第43話 四人での一手

 フィリネは、不思議と落ち着いていた。


 こちらが全力以上でやらねば、誰かに手を下されずとも力尽きてしまう状況。満身創痍の中での、全身全霊限界突破。その状況下においても、なぜかフィリネの直感は「できる!」と断言していた。


「限界突破はいいけどぉ……具体的にどうするとかの案はあるわけぇ……?!」


 攻撃の手を休めることのないまま、アイシャが問うてくる。今の彼女にできる全力の攻撃を繰り広げてはいるがしかし、致命傷を与えるには至っていない。

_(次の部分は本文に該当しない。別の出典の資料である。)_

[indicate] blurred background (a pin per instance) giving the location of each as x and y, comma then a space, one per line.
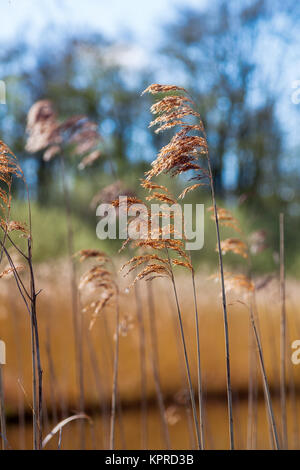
240, 63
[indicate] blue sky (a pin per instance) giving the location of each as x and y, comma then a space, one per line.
142, 17
30, 20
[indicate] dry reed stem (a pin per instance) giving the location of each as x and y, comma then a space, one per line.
282, 337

「それは……通じるかは分かりませんが、わたくしの考えた案はありますので!」


「それならいいが……できれば早くしてくれ……! こいつ、そろそろ熱風牢獄を破りそうな動きをしてる……!」


 その言葉にハッとしたようにドラゴンの方を見る。――ヘレンスの言う通り、先ほどまでただ攻撃を受け続けるだけだったドラゴンが、徐々にその動きを取り戻しつつある。お互いに満身創痍ではあるが、この状況下でまともに戦えば敗北するのは間違いなくフィリネたちだ。そう悠長にしていられる時間はなかった。

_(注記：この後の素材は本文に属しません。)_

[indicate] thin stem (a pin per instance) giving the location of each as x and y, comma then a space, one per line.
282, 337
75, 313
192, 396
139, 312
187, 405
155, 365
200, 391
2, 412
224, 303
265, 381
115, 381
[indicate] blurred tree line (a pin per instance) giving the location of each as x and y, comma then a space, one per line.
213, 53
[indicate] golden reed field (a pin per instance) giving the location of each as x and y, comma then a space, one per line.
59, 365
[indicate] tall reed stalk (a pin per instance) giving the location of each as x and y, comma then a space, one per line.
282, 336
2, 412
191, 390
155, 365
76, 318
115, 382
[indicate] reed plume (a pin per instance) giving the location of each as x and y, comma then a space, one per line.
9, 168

「分かりました。皆さんの命と最大の一撃、わたくしが預からせていあt抱きます……!!」


 フィリネは戦い続けながら、他の仲間に指示を出す。


「ヘレンス! ファンネル・アローを! なるべく本数を増やして、なおかつ滞空時間を長めにお願いします!!」


 その指示を聞いた瞬間、ヘレンスは半ば怒りの混じった声を上げた。


「フィリネ……よくも言ってくれるなぁ! 滞空時間を延ばせって言うけど、結構難しいんだぜ!?」


「可能な限りで結構です! あと、増やすのは滞空時間だけじゃなく本数も!!」


「――分かったよ! それこそフィリネの言ってた、限界突破ってやつだなぁッ!!」


 やけくそ気味に叫びながら、持てる限りの矢を用意するヘレンス。通常三本から五本となっている矢の本数だが、今は十本以上の矢がその手に番えられていた。


「やってやるぜドラゴン! これがこの間のお返しだ! ファンネル・アローッ!!」


 力いっぱい引き絞られた矢は、空気を裂くように突き進んでいく。空中では別々でも、狙う個所は同じ一点。集束せり散弾矢。これがヘレンスの最大技術である。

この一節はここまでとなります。